In the morning, not feeling Fiam move, I looked for him in his box, but it was empty, and he had disappeared. I was very anxious. There was no trace anywhere of my little friend except an odor of saki. I was afraid he had fallen on the ground and that some one had picked him up. Every time I saw a lighted pipe or cigarette my heart beat and I ran to see if the burning match could be Fiam. I couldn’t bear to leave the ship until I had found him. I actually ransacked my pockets ten times in succession. I looked in every corner of my valise, all over the floor and in every crack of the deck and in my slippers—nothing. I was afraid he had run away and I could have cried from grief.
“What have you lost?” asked one of the stewards, seeing me bending over searching on the floor and stairs.
“I am looking for a match,” I answered.
“Here is one.”
Startled, I turned quickly, but he handed me an entirely fresh box of matches.
“No, thank you,” I said. “Mine is double.”
He gazed at me in amazement and left me.

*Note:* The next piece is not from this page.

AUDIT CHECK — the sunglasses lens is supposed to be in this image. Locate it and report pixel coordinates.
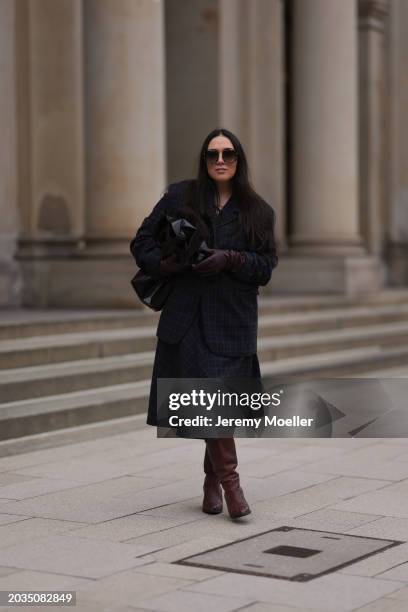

If he had been the doctor he might, perhaps, have ordered ice on the head; but as he was only the steward he returned soon and gave me the bill for my meals.
I drew out my purse to pay him, and on opening it I saw a lot of papers. I looked between them feverishly. Just guess! Fiam was among the postage stamps, but in what a state!
While still wet with saki he had left his box and, without knowing what he was doing, had crept among the stamps, because that way was familiar to him. Of course, the glue on the stamps had stuck to him, and the more he struggled to free himself the stickier he became. Then the saki had dried, leaving him all covered by a collection of stamps. Think how he looked! On his legs he had two blue five-cent stamps and three red one-cent each; on his chest there were two red and one yellow. On his arm was another of one cent.